Ist KI für Bernd Gräfrath also mehr Segen als Fluch? „Die Geschwindigkeit der Entwicklung“, gibt er zu, „beunruhigt mich schon. Und da neue Techniken bislang oft missbraucht wurden, bin ich nicht optimistisch, dass es künftig anders sein wird.
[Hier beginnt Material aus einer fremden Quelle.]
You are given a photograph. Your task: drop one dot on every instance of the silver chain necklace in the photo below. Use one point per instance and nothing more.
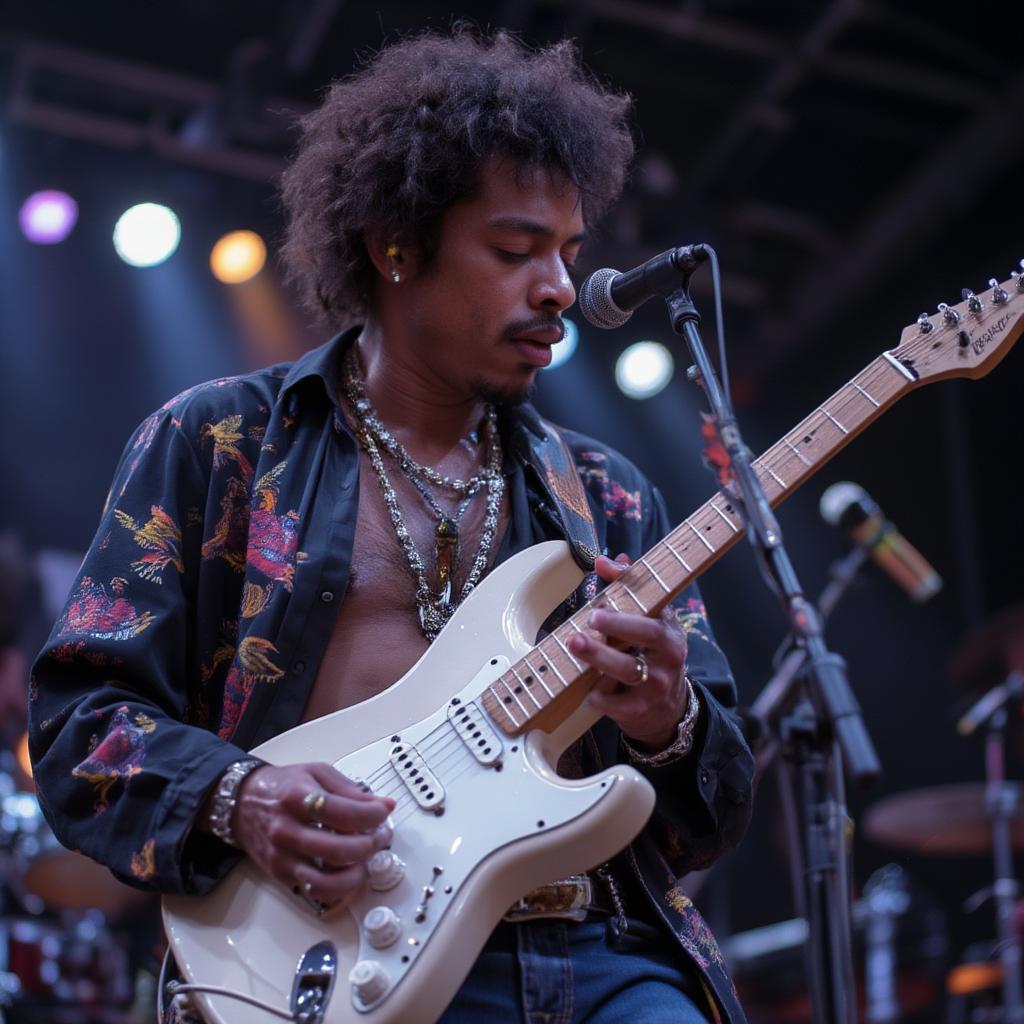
(435, 607)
Nur wären die Konsequenzen weitreichender.“ Sollte je eine autonome Supermaschine entstehen, müsste man sie dann nicht besser notstoppen können? „Das zu glauben, ist zwar menschlich“, so der Professor, „aber wenn sie wirklich intelligent ist, wird es den Aus-Knopf nicht geben!“

Bernd Gräfrath ist Philosophieprofessor und lehrt schon seit 1992 an der UDE. Sein Schwerpunkt ist Ethik und Technik. Der 63-Jährige befasst sich außerdem auf hohem Niveau mit Schachproblemen – und setzt dabei KI ein: „Ich nutze sie, um meine Kompositionen auf Korrektheit zu überprüfen.“

Mit dem polnischen Schriftsteller Stanislaw Lem,

der in seinen visionären Büchern viele technische Innovationen vorweggenommen hat, war Gräfrath gut bekannt.

Über „den interessanten Denker“ hat er auch publiziert. Jüngst erschienen ist dieser Aufsatz:
AlphaZero und Lems GOLEM: Über die Zukunft der künstlichen Intelligenz, in: Rzeszotnik, Jacek Aleksander (Hg.): Ein Jahrhundert Lem, Neisse-Verlag 2021.